Anche in questa edizione, infatti, i quartieri napoletani ospiteranno giornate dedicate al gioco come strumento di crescita: quest’anno in calendario almeno 50 appuntamenti con diversi maxi eventi che coinvolgeranno tutto il territorio cittadino e saranno aperti a tutti.

Qui sopra, bambini che giocano. In alto, la villa comunale dove si svolgerà l'evento
Qui sopra, bambini che giocano. In alto, la villa comunale dove si svolgerà l’evento

Il primo di questi è fissato il 25 maggio, per celebrare la Giornata mondiale del gioco: come ormai da tradizione, la Villa comunale dalle 10 alle 18 diventerà una ludoteca a cielo aperto con laboratori, attività ludiche e ricreative adatte a grandi e piccini. Ci saranno ludobus, circobus, altalene, biblioape, costruzioni, spettacoli, letture, boardgames, giochi e tanto altro: è un evento cui tutta la città è chiamata a partecipare
«Il gioco – spiega l’assessore alle Politiche Sociali Roberta Gaeta – non è solo un’attività per bambini ma un collante sociale intergenerazionale: attraverso il gioco si costruiscono relazioni durature, che permetteranno di prevenire e contrastare i problemi della crescita: il gioco è un elemento importante di prevenzione, perché quando si parla di disagio o criminalità minorile, spesso è da imputare ad una mancata relazione fra il bambino e l’adulto. Con il gioco si costruisce questa relazione, fin dall’infanzia».
Non a caso per quest’anno il tema dell’edizione 2019 sarà “il gioco è un diritto”. «Crediamo nel valore del gioco per la crescita dei singoli e delle comunità – conclude Viviana Luongo, responsabile del progetto- La giornata del 25 maggio sarà articolata in aree tematiche, in cui saranno proposte attività di gioco e momenti di scambio e confronto su buone prassi legare all’utilizzo del gioco in attività formative ed educative. È stata grande, come lo scorso anno, la partecipazione all’evento da parte di realtà che vogliono cimentarsi nel gioco cittadino».

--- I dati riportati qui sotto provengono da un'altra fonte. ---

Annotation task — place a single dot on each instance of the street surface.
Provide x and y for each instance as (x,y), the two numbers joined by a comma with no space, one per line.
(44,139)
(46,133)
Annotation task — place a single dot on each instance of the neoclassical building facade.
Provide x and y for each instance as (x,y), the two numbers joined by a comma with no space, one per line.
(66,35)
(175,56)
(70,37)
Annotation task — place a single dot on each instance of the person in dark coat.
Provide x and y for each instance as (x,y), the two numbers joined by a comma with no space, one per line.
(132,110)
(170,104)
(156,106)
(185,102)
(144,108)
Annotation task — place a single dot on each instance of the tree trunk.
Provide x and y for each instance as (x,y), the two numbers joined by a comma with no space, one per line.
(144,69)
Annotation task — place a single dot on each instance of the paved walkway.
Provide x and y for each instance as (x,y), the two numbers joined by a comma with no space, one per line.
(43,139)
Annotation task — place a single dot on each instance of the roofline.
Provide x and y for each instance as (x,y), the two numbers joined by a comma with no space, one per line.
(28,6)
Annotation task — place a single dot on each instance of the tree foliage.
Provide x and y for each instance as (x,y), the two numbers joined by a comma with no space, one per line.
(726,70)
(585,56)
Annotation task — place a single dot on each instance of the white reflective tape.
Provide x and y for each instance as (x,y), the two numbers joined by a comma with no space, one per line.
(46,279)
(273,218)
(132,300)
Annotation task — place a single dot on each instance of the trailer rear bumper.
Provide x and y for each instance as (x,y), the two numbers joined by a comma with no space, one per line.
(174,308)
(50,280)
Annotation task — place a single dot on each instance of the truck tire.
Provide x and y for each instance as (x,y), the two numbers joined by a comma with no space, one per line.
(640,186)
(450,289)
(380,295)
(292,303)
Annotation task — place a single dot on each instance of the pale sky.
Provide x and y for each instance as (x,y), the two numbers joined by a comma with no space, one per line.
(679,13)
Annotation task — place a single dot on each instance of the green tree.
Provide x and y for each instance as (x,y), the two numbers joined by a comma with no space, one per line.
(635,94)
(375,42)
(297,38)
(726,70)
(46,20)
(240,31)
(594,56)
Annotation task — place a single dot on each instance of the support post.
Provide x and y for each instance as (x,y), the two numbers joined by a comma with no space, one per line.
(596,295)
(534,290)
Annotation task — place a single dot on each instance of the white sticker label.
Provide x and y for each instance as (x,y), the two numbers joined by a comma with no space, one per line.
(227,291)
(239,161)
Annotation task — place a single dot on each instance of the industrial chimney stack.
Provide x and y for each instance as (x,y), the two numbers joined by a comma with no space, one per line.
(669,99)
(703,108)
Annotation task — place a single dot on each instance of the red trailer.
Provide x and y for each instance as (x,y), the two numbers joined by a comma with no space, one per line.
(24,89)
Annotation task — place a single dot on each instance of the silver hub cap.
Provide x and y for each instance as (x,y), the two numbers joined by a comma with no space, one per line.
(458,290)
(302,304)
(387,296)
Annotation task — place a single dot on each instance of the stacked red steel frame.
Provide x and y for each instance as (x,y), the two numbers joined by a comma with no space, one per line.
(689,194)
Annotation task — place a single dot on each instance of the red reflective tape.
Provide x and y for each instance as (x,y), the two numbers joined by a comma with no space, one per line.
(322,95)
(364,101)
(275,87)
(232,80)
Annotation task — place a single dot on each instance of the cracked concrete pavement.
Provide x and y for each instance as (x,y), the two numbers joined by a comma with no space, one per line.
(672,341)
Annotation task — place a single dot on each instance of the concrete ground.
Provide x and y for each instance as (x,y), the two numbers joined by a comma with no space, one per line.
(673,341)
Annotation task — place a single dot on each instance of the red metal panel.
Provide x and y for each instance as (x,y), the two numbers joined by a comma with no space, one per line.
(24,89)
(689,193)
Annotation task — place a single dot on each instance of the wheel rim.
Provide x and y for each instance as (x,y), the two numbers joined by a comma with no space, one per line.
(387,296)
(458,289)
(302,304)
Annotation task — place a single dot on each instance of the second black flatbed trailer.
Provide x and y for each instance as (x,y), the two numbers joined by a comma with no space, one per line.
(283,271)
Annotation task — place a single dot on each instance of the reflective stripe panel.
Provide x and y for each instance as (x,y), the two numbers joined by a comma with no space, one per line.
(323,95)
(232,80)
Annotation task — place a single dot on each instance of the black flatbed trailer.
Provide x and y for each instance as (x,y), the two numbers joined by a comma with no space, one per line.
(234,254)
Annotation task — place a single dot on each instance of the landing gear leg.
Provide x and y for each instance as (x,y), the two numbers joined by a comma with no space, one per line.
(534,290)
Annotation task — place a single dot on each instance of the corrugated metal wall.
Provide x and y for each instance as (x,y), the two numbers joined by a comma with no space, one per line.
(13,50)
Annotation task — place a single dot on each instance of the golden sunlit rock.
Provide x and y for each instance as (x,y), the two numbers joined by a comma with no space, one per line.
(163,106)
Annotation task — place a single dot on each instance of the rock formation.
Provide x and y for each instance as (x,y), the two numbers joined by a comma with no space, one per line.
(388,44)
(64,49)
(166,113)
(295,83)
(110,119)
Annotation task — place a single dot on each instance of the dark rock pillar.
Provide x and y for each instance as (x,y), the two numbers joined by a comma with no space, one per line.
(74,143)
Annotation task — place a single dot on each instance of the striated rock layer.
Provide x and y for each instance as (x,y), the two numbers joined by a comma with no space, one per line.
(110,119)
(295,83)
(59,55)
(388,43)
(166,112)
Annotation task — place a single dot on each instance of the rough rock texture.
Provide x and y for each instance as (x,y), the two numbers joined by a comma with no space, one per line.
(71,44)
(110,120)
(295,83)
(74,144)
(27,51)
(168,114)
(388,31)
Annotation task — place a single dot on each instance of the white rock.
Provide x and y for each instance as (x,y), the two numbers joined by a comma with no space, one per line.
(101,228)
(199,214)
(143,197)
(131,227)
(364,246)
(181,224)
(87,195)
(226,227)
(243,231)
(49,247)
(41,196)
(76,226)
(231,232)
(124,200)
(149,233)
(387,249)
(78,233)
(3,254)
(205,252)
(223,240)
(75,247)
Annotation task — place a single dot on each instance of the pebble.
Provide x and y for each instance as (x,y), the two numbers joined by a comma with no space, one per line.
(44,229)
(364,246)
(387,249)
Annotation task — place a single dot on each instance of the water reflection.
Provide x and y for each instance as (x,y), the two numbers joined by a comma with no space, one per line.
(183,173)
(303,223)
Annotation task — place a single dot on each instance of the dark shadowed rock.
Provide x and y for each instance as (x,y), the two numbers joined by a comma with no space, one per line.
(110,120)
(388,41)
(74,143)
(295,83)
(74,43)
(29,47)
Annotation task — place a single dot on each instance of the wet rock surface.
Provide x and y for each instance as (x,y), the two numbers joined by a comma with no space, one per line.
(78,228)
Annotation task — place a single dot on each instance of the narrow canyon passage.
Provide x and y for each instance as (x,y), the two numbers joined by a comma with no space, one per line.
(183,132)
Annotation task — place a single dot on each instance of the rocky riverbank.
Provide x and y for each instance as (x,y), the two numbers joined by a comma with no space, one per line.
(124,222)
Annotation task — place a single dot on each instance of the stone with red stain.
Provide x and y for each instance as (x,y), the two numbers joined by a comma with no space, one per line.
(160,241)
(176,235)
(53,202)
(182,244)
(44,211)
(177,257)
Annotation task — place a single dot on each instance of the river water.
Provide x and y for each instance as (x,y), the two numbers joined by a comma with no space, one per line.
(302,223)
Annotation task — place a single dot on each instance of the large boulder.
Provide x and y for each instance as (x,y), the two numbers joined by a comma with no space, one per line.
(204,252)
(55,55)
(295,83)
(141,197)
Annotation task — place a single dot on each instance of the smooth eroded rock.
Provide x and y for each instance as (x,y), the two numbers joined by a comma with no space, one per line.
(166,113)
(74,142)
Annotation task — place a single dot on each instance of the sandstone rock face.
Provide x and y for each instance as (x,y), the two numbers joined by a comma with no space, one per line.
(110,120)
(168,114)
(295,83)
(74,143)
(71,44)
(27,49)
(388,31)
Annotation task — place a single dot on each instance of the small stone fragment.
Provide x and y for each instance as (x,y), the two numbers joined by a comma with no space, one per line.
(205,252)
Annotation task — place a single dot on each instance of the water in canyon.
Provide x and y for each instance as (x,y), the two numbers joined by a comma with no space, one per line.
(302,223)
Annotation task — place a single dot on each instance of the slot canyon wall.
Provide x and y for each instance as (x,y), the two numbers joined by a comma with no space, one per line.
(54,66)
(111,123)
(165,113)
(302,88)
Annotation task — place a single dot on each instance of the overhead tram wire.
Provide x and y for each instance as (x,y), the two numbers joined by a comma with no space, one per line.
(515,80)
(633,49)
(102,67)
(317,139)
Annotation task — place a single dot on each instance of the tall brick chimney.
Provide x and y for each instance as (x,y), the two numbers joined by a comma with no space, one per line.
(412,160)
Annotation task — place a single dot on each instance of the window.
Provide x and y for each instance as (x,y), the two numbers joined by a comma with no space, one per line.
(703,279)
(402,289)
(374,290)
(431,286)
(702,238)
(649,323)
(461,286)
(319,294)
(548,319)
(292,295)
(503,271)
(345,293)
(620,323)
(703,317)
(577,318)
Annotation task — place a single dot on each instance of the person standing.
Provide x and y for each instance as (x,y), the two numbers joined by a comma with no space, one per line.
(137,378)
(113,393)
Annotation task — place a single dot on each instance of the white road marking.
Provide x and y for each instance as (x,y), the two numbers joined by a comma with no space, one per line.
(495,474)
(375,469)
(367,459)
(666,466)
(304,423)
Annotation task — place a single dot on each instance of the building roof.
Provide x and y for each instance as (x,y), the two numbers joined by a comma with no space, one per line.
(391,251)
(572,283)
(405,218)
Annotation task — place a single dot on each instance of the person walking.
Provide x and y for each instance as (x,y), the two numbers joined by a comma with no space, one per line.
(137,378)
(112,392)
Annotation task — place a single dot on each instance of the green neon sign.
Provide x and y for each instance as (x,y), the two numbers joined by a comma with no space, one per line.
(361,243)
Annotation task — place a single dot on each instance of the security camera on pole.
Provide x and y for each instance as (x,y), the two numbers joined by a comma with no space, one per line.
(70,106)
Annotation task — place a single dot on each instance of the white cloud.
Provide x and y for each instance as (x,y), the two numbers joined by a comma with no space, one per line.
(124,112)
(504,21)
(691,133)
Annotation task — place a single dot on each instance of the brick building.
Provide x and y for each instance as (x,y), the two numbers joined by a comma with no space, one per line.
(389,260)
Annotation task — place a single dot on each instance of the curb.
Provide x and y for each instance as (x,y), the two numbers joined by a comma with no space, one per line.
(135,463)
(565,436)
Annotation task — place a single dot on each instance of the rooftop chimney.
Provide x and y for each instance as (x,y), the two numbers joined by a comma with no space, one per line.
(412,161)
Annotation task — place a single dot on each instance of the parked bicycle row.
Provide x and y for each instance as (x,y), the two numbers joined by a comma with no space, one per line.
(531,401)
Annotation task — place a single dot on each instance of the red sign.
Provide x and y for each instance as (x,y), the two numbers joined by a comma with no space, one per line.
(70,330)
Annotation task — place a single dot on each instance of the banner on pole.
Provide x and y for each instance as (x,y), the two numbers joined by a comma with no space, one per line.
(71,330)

Tanti i partner che hanno aderito all’iniziativa: la rete ITLA, Ali per Giocare, Ludobus Artingioco, Melagioco, l’Altralena, Unione Italiana Ciechi e Ipovedenti, Mammamà, Natura Sottosopra, Le nuvole scienza, Passione infinita, Valori comuni, La volpe Sophia, La voce delle farfalle, Agrigiochiamo, i Brikanti, La tana del Goblin, Circobus, Chiave d’Argento, Scacchistica Partenopea, Ole e Ilva, I morks, il Teatro nel Baule.